Uncertainty persists over whether the U.S. Department of the Treasury will issue refunds and how quickly. Complicating matters, the administration quickly announced a new 10% global tariff following the ruling, without specifying implementation timing.
The decision also coincides with the Lunar New Year production lull across much of Asia, temporarily muting immediate cargo shifts. Still, port officials say they are prepared for potential volume surges once factories resume operations.
Craig Fuller, CEO of FreightWaves, predicted significant market disruption, warning that importers may rush shipments to preempt further policy shifts.
Legal Clarity, Policy Ambiguity
Industry attorneys stress that while the ruling narrows presidential authority under IEEPA, it does not eliminate tariff exposure.
Jonathan Todd of Benesch noted that tariffs imposed under Section 232, Section 301, anti-dumping, and countervailing duty statutes remain intact. The legal focus now shifts to the refund process, which is likely to involve the Court of International Trade and U.S. Customs and Border Protection.
Estimates suggest between $130 billion and $170 billion in duties could be subject to refund claims, setting the stage for what could become a prolonged administrative and legal process.
Andrei Quinn-Barabanov, supply chain practice lead at Moody’s, warned that the administration may pivot toward commodity-based tariffs or revive other trade authorities, potentially extending uncertainty into 2026.
Business Groups Demand Refunds
Trade associations and business coalitions are pressing for swift repayment of tariffs deemed unlawful.
The National Retail Federation called the ruling a step toward restoring certainty and urged a seamless refund mechanism.

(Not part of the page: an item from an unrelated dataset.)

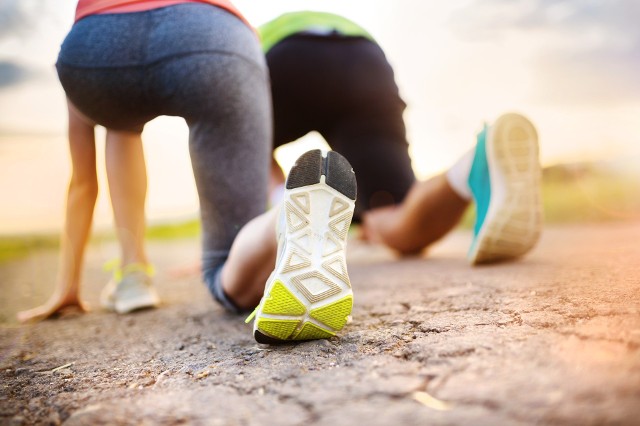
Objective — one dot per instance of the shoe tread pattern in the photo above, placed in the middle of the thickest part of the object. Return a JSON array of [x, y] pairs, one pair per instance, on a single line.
[[313, 269]]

The U.S. Chamber of Commerce similarly emphasized the economic importance of rapid reimbursement, particularly for small importers.

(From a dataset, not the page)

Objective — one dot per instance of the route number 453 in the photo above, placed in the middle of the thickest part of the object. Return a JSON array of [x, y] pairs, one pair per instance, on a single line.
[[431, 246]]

Meanwhile, small business coalition We Pay the Tariffs launched a national campaign demanding “full, fast and automatic” refunds, arguing that drawn-out litigation would further strain already fragile supply chains.
Throughout 2025, fluctuating tariff rates — ranging from 25% to as high as 170% — created sourcing paralysis across industries. Ports, carriers, and logistics providers struggled to forecast volumes amid abrupt policy swings.
International and Political Fallout
Global reaction has been cautious. William Bain of the British Chambers of Commerce noted that while the ruling clarifies executive limits, it does little to dispel broader trade uncertainty.
President Trump responded swiftly, invoking Section 122 of the Trade Act of 1974 to announce a new 10% tariff on imports from all countries, with authority to raise duties to 15% for 150 days to address balance-of-payments concerns. He also signaled plans to revisit Section 301 investigations targeting unfair trade practices.
Markets initially rallied on news of the court decision before settling modestly higher, reflecting investor skepticism over whether tariff tensions are truly easing.
For global supply chains, the ruling removes one legal pillar of tariff authority — but not the broader risk of renewed trade escalation. As policymakers recalibrate, ports and logistics providers are once again preparing for sudden shifts in cargo flows and sourcing strategies.